Jewish groups unite against lobbying reform

washington | As plans for lobbying reform trickle down from both political parties in the U.S. Congress, a unified American Jewish establishment is finding itself in an increasingly precarious position.

Jewish groups are already quietly fighting some of the reform proposals, especially the proposed ban on foreign travel paid for by lobbyists, which could prevent groups from sending lawmakers to Israel.

But picking this fight could pit Jewish groups against many of the congressional leaders they often try to court.

The lobbying reform issue may become one of the most important issues of the year for Jewish lobbyists, say community activists.

“The entire Jewish community is mobilized,” said William Daroff, vice president for public policy of the United Jewish Communities, the umbrella of the North American federation movement. “There is unanimity of opinion on the value of these trips from a public policy position.”

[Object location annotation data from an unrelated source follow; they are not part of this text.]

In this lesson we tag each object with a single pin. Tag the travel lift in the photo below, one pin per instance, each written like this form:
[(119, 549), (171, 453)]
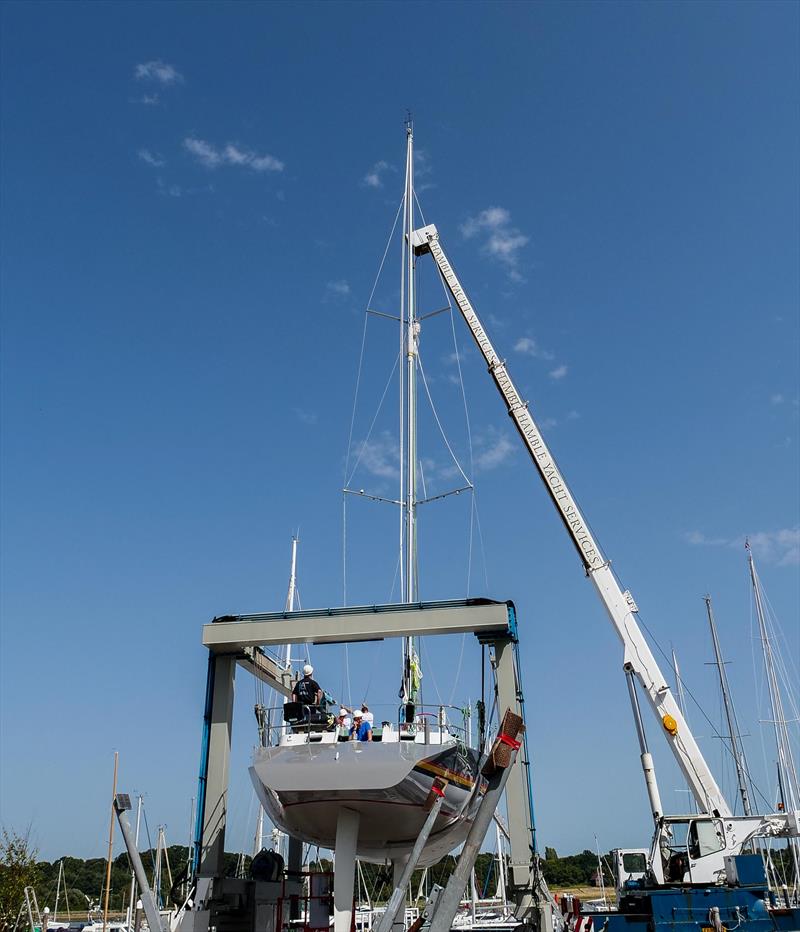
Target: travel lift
[(240, 639)]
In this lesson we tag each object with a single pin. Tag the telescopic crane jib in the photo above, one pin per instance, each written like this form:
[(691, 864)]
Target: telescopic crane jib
[(619, 603)]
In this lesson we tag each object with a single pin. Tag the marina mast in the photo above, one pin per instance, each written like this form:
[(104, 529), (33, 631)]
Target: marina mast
[(409, 331), (730, 713)]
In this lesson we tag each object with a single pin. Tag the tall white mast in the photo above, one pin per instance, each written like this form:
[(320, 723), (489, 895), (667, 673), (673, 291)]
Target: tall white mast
[(410, 333), (787, 772), (411, 328), (786, 766), (292, 591), (291, 594), (730, 713)]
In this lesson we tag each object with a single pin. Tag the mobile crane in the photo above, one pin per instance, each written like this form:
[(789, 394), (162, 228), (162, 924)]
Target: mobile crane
[(715, 834)]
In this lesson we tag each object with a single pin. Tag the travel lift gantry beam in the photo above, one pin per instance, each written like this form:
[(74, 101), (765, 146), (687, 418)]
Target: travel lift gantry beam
[(239, 639)]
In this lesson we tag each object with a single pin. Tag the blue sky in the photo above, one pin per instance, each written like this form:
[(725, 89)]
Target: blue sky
[(196, 199)]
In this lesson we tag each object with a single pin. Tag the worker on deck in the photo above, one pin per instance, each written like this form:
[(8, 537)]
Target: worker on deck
[(343, 719), (361, 730), (307, 690)]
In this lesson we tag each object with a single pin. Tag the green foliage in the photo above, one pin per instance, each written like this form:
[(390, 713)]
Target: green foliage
[(18, 869), (85, 879), (575, 870)]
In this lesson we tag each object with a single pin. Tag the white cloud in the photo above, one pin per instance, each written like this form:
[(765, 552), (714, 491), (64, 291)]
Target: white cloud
[(307, 417), (374, 177), (781, 547), (209, 156), (203, 152), (492, 450), (151, 158), (158, 71), (381, 456), (502, 240), (529, 347), (339, 288)]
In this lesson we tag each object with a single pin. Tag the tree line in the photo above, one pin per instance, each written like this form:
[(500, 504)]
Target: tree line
[(83, 883)]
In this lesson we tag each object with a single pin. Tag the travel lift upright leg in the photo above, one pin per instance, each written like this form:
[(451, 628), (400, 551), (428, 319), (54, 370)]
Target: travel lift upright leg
[(397, 898), (450, 898)]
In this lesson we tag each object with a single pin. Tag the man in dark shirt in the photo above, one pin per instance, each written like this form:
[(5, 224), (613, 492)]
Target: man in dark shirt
[(307, 690)]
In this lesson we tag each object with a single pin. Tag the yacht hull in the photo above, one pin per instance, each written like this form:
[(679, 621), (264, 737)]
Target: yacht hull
[(303, 787)]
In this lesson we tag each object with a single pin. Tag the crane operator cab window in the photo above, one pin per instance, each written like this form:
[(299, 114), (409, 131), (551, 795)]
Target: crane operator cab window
[(706, 836)]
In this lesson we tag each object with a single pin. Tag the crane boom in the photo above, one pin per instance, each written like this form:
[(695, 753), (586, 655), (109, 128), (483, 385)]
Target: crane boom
[(621, 608)]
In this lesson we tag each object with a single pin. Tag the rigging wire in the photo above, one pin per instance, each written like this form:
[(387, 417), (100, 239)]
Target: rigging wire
[(439, 423), (357, 389)]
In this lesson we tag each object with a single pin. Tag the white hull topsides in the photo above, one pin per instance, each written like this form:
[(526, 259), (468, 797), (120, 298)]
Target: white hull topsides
[(303, 784)]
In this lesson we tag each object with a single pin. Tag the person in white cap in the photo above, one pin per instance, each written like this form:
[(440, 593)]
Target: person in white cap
[(343, 719), (361, 730), (307, 690)]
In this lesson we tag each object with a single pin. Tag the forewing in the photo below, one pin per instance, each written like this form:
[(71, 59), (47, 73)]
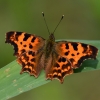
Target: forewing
[(58, 67), (76, 52), (28, 49)]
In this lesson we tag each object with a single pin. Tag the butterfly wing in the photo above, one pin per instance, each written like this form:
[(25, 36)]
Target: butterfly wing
[(68, 56), (76, 52), (58, 68), (27, 48)]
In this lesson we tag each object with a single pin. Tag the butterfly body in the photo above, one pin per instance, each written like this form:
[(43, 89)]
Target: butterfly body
[(58, 59)]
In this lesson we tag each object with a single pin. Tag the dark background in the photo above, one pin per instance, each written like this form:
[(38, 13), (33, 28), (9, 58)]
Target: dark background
[(81, 21)]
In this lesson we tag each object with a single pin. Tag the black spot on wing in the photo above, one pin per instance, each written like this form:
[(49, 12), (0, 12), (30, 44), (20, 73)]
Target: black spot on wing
[(67, 53), (33, 39), (57, 65), (67, 46), (15, 48), (30, 46), (31, 53), (94, 51), (84, 47), (26, 36), (33, 59), (75, 46), (17, 35), (8, 36)]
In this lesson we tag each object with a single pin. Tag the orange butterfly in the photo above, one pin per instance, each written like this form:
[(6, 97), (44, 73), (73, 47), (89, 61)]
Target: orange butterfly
[(58, 59)]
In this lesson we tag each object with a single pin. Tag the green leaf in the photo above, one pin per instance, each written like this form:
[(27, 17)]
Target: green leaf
[(13, 84)]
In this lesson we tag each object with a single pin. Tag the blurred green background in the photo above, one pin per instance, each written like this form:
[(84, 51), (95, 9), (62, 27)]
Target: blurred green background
[(81, 21)]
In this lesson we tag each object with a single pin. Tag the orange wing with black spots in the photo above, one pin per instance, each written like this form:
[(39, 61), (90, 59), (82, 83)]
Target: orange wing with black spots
[(26, 47), (76, 52), (60, 67)]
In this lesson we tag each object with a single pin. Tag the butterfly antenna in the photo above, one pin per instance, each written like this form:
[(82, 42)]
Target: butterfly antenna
[(58, 23), (46, 23)]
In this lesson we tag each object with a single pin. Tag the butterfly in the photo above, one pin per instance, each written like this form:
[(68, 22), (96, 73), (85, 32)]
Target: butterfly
[(57, 58)]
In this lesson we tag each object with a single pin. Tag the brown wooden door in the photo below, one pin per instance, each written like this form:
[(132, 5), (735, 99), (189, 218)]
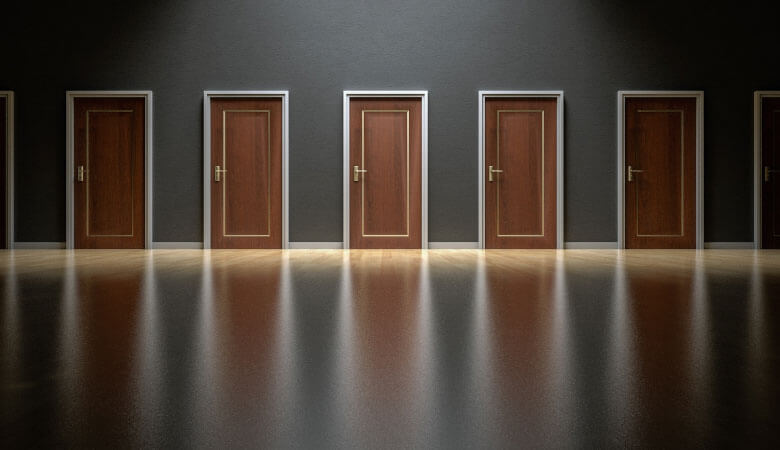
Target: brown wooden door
[(770, 159), (246, 173), (109, 209), (520, 172), (385, 136), (660, 182), (3, 160)]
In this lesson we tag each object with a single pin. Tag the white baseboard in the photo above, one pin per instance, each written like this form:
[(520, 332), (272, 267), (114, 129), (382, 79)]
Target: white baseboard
[(316, 245), (177, 245), (38, 245), (591, 245), (452, 245), (730, 245)]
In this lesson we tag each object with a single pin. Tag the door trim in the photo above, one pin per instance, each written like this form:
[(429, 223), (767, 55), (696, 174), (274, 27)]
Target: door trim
[(207, 96), (423, 96), (757, 163), (9, 169), (558, 95), (621, 100), (70, 96)]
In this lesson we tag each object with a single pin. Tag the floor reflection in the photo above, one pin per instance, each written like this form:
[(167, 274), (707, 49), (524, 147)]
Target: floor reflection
[(410, 349)]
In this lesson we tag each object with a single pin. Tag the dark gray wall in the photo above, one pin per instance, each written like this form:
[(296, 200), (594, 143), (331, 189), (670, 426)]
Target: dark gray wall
[(453, 48)]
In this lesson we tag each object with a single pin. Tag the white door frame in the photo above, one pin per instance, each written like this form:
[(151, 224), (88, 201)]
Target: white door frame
[(699, 97), (207, 96), (9, 168), (423, 95), (70, 96), (558, 95), (758, 96)]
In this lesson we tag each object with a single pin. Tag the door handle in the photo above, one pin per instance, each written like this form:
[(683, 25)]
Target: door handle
[(356, 171), (217, 171), (491, 171), (768, 171), (631, 173)]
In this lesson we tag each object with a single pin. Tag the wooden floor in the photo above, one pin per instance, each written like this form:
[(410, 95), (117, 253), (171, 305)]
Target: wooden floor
[(390, 348)]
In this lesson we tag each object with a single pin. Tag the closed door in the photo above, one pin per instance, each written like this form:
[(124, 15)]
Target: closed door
[(3, 160), (109, 140), (520, 172), (660, 187), (246, 181), (386, 172), (770, 158)]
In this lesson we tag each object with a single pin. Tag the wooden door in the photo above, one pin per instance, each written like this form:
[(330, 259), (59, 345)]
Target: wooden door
[(246, 173), (770, 159), (520, 172), (660, 182), (3, 160), (109, 197), (385, 205)]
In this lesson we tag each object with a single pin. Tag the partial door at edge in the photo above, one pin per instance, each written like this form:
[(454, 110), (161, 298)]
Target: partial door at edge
[(109, 198), (385, 145), (770, 166), (3, 173), (520, 172), (246, 178), (660, 181)]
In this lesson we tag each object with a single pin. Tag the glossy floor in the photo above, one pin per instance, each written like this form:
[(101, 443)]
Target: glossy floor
[(391, 349)]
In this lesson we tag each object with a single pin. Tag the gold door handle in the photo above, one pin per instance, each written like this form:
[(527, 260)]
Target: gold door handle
[(631, 173), (356, 171), (217, 171), (491, 171), (768, 171)]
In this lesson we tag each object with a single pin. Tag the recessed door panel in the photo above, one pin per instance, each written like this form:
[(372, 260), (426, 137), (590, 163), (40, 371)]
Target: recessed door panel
[(109, 179), (385, 163), (246, 155), (770, 159), (660, 145), (520, 172), (3, 183)]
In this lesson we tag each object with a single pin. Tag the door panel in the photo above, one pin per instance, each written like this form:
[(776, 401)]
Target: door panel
[(109, 194), (770, 158), (3, 155), (520, 156), (660, 145), (385, 201), (246, 193)]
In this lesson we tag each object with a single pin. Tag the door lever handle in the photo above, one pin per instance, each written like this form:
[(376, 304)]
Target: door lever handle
[(491, 171), (356, 171), (631, 173), (767, 172), (217, 171)]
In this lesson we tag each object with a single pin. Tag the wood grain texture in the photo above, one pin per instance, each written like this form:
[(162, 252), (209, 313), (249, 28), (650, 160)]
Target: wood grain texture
[(246, 204), (109, 142), (385, 204), (770, 157), (660, 202), (3, 153), (520, 204)]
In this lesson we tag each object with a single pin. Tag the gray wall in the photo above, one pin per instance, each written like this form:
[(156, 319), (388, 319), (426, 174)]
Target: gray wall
[(452, 48)]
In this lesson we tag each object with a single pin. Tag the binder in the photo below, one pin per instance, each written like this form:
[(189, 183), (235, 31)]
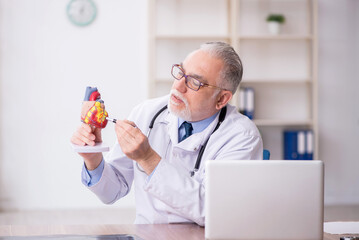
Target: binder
[(290, 145), (309, 145), (246, 102), (242, 101), (250, 103), (301, 145), (298, 145)]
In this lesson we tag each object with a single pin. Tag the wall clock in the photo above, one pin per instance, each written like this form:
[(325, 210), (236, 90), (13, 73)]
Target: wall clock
[(81, 12)]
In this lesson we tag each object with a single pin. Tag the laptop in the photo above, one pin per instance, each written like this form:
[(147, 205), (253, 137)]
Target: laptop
[(256, 199)]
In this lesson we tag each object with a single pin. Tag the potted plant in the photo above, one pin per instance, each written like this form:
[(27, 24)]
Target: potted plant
[(274, 22)]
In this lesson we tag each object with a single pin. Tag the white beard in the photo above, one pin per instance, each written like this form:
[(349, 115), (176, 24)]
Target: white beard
[(185, 113)]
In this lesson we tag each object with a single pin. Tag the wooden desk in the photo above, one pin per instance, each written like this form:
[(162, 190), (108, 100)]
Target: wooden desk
[(144, 231)]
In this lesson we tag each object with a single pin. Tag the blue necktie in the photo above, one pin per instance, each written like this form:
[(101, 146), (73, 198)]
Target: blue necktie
[(188, 128)]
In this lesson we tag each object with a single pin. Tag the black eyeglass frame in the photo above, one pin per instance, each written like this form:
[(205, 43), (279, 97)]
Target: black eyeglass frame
[(187, 77)]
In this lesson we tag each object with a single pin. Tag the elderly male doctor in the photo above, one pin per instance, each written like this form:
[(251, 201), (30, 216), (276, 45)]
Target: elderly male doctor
[(167, 190)]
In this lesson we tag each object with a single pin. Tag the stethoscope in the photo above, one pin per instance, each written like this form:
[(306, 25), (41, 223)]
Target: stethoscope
[(222, 116)]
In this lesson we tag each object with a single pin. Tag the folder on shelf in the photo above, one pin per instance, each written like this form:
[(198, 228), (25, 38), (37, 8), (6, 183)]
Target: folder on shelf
[(290, 145), (242, 101), (298, 144), (309, 145), (250, 103), (246, 102)]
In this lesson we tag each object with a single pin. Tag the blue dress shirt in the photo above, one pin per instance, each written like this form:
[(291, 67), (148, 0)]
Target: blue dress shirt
[(90, 178)]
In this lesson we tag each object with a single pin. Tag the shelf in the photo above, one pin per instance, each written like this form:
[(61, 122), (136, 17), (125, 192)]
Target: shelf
[(285, 123), (281, 69), (276, 81), (192, 37), (276, 37)]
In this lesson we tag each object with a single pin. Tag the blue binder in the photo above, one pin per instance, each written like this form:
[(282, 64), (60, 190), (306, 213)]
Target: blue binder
[(298, 144), (309, 145), (290, 146)]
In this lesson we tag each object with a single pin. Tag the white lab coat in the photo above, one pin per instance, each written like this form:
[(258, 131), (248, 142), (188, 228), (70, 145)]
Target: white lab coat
[(171, 195)]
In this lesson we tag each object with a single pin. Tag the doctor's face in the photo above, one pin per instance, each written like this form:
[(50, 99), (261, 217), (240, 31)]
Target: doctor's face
[(193, 105)]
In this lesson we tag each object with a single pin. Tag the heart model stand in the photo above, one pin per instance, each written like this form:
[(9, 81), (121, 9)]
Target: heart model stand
[(93, 113)]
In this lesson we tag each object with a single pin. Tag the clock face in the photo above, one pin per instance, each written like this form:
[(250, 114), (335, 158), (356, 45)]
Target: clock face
[(81, 12)]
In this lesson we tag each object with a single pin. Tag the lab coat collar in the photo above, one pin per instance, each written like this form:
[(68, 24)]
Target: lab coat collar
[(192, 143)]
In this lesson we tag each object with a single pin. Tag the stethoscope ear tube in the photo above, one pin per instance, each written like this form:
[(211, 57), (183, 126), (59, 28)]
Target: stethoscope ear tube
[(222, 116)]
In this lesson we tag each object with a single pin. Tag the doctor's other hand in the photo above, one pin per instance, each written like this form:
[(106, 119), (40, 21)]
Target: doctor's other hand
[(134, 144), (87, 135)]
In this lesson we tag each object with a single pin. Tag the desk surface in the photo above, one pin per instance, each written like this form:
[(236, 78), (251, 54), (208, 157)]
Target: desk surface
[(145, 231)]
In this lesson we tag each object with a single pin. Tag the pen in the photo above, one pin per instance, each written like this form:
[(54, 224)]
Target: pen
[(114, 120)]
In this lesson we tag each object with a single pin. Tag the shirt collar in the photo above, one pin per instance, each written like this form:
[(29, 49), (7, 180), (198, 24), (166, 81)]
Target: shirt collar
[(199, 126)]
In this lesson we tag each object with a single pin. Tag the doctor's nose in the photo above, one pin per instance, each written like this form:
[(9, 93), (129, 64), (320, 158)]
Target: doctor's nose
[(180, 85)]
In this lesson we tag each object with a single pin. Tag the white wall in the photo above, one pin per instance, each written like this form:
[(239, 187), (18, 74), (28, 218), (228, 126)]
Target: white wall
[(338, 99), (46, 64)]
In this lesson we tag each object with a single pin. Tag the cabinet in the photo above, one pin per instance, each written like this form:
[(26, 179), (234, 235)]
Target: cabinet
[(282, 69)]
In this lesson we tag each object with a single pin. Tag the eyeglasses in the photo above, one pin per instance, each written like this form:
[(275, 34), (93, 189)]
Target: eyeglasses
[(191, 82)]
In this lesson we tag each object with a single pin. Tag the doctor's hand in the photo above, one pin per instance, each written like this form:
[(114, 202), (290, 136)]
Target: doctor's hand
[(87, 135), (135, 145)]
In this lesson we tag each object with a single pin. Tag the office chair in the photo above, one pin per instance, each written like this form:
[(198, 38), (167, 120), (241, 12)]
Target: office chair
[(266, 154)]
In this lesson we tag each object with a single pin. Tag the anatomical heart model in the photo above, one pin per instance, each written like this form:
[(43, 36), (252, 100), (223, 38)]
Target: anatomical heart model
[(93, 109)]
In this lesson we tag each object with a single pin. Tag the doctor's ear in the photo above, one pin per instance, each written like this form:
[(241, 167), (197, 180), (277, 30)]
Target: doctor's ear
[(223, 98)]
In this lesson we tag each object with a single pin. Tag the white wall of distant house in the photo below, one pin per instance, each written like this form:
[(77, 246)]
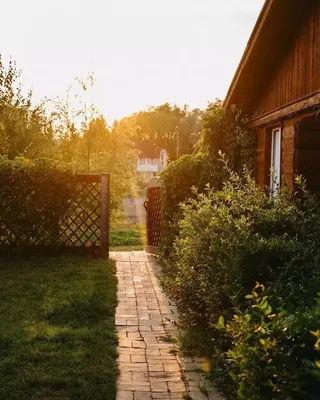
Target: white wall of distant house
[(148, 165)]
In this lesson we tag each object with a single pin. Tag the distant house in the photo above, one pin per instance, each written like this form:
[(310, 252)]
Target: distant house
[(278, 84), (151, 162)]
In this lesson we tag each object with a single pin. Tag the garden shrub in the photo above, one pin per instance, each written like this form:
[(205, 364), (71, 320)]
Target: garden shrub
[(274, 353), (223, 131), (227, 240), (34, 195)]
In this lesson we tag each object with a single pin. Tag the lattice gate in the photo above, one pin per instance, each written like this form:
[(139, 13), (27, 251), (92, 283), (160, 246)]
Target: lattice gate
[(84, 226), (154, 207)]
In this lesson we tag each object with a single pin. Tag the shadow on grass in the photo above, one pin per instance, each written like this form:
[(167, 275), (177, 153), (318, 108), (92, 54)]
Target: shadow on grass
[(57, 334)]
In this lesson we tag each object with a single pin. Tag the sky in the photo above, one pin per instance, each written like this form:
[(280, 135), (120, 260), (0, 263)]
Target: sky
[(142, 52)]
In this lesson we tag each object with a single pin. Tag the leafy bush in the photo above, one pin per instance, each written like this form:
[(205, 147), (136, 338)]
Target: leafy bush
[(222, 131), (275, 354), (228, 240), (34, 196)]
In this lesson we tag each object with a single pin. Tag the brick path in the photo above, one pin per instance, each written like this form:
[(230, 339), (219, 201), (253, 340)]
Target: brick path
[(150, 367)]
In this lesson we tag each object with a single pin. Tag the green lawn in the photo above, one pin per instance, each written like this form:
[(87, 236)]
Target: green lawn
[(57, 333)]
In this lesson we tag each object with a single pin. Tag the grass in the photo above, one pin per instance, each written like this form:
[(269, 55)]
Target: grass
[(57, 333), (131, 237)]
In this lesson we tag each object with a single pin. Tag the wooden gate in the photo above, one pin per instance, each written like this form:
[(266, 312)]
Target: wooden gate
[(154, 207), (84, 225)]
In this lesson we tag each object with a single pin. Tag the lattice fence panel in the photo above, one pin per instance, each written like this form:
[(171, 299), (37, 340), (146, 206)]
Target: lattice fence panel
[(86, 212), (81, 224)]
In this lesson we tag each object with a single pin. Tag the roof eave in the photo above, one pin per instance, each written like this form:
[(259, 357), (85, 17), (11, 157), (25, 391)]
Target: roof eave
[(228, 102)]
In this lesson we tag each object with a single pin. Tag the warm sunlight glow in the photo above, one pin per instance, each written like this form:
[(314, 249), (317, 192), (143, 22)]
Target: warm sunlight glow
[(142, 52)]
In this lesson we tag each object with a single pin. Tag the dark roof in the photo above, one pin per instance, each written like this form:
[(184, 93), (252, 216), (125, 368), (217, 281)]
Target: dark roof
[(277, 27), (148, 149)]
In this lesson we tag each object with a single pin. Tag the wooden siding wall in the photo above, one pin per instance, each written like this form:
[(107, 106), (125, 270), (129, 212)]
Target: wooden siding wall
[(307, 152), (299, 73), (300, 151)]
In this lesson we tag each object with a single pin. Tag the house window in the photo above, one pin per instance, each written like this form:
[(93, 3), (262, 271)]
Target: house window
[(275, 175)]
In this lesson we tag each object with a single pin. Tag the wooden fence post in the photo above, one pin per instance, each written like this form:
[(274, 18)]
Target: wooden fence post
[(105, 216)]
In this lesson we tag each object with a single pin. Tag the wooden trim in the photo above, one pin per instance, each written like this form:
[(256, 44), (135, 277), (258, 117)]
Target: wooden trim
[(299, 106), (152, 250), (105, 216), (88, 178), (248, 50)]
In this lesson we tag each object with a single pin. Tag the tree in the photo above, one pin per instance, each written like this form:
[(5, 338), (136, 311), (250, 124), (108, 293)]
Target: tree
[(170, 127)]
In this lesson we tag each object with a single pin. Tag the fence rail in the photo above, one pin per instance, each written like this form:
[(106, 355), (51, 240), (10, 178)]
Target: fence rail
[(84, 225)]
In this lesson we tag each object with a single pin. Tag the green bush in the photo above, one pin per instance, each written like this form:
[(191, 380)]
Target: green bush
[(275, 354), (228, 240), (34, 195)]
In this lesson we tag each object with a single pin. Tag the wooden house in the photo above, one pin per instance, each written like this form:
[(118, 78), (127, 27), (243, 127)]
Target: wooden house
[(278, 85)]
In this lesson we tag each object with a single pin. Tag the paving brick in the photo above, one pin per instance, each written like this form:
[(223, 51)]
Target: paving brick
[(149, 367), (124, 395), (159, 387)]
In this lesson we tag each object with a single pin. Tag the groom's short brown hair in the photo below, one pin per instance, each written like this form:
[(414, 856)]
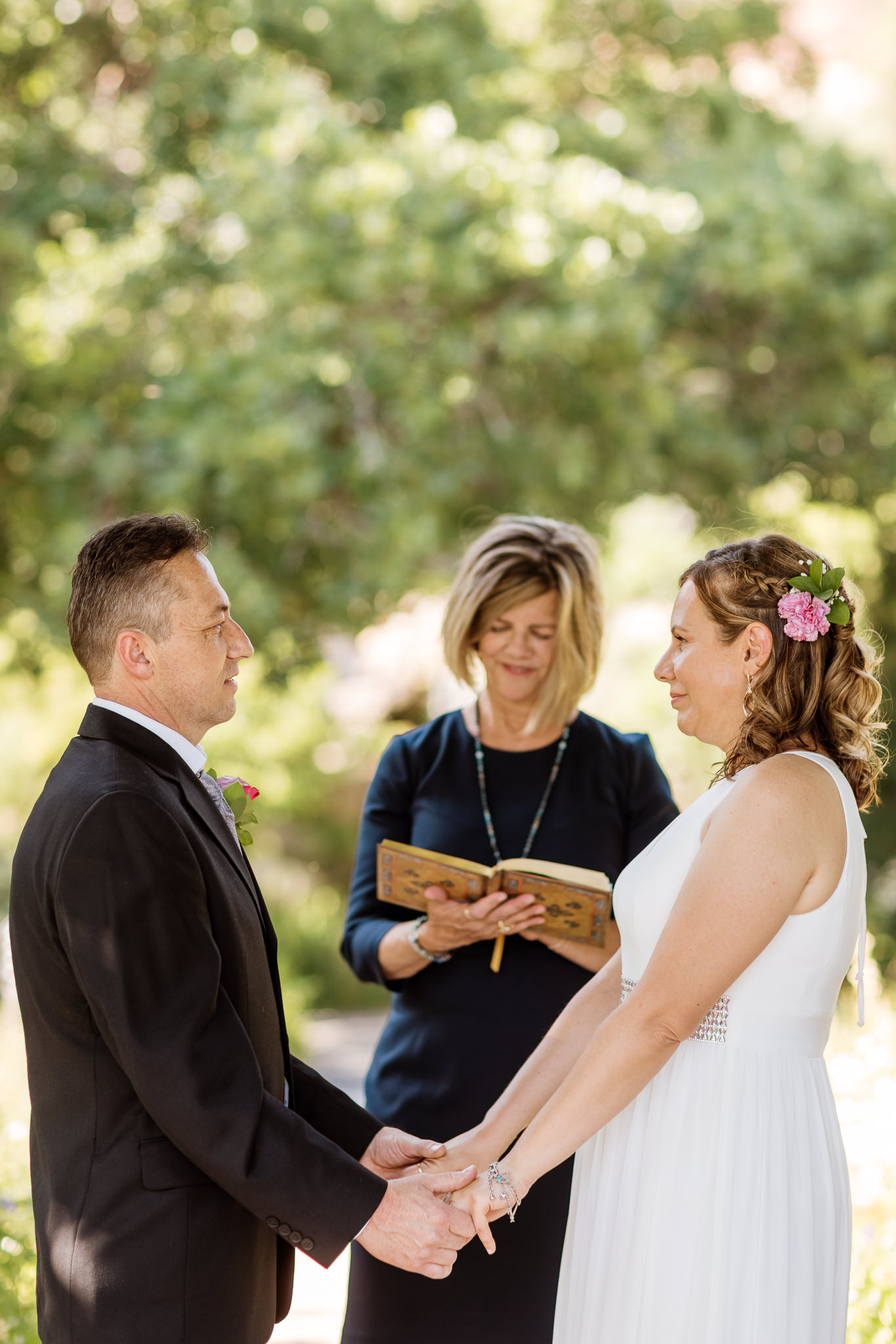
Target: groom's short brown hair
[(120, 582)]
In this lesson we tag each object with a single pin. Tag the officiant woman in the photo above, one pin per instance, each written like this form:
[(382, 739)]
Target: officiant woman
[(520, 773)]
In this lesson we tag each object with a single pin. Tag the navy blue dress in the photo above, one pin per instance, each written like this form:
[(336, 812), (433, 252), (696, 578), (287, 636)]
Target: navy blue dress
[(457, 1032)]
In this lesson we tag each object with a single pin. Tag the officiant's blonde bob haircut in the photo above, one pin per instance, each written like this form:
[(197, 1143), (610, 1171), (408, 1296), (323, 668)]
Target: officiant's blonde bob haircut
[(516, 559)]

Around Capitol Hill, the debate over foreign travel for lawmakers is being called the “AIPAC question,” sources said, noting the reference to the American Israel Public Affairs Committee, the pro-Israel lobby.

“Everybody says, ‘You probably won’t be happy with where the debate starts, but we pledge you’ll be happy with where the debate ends,'” said one Jewish official, who spoke on condition of anonymity. “Neither side wants to be seen as soft on ethics and neither wants to be out-flanked by the other.”

Some Democrats want to capitalize on the current attention to the issue, thinking that presenting a tough bill will help them in the midterm elections in November.

Republicans, meanwhile, are hoping quick reforms will neutralize the bad press they have received in the wake of the Jack Abramoff scandal.

Jewish groups are focusing on what they’re calling “smart reform,” which advocates for compromises that would allow non-profit groups to continue paying for educational travel to Israel and other important international locales.

A number of Jewish groups, including AIPAC, joined a wide range of non-governmental organizations in a letter this week opposing the travel ban, authored by the Institute on Religion and Public Policy.

“If NGOs are barred from funding educational travel by members and staff, such travel will be feasible only with taxpayer funds or at personal expense,” said the letter, sent to House Speaker Dennis Hastert (R-Ill.).

“If members must travel only at their own expense, the toll of the traveling cost will inevitably lead to minimal travel.”

Meanwhile, religious groups are seeking to be exempted from any new lobbying regulations.

The Lobbying Disclosure Act of 1995, which set the rules under which lawmakers currently operate, allows “churches” to participate in the political process without registering as official lobbies. A coalition of religious organizations led by Rabbi David Saperstein, director of the Religious Action Center for Reform Judaism, is pressuring lawmakers to continue that practice, sources said.

Saperstein declined to comment.

Crafting a strategy of opposition to the lobbying reforms has been complicated by the numerous plans in the works. Some propose a total ban on privately funded lawmaker travel, others would ban only travel paid for by lobbyists or that includes lobbyists on the trip, and still others would ban even separate educational travel programs like AIPAC’s.

Sen. Norm Coleman (R-Minn.), one of two Republican Jews in the Senate, asked about AIPAC travel in a hearing on lobbying reform before the Senate Homeland Security and Governmental Affairs Committee on Jan. 25.

“AIPAC does a service in having members go to Israel, when you get to meet with leaders,” Coleman said. “That would be prohibited if we take the approach that’s been articulated here. So I don’t think that helps us be better senators.”

“My sense is that groups like AIPAC can figure out a way to put a significant firewall around their educational programs,” said one congressional official, who asked not to be identified.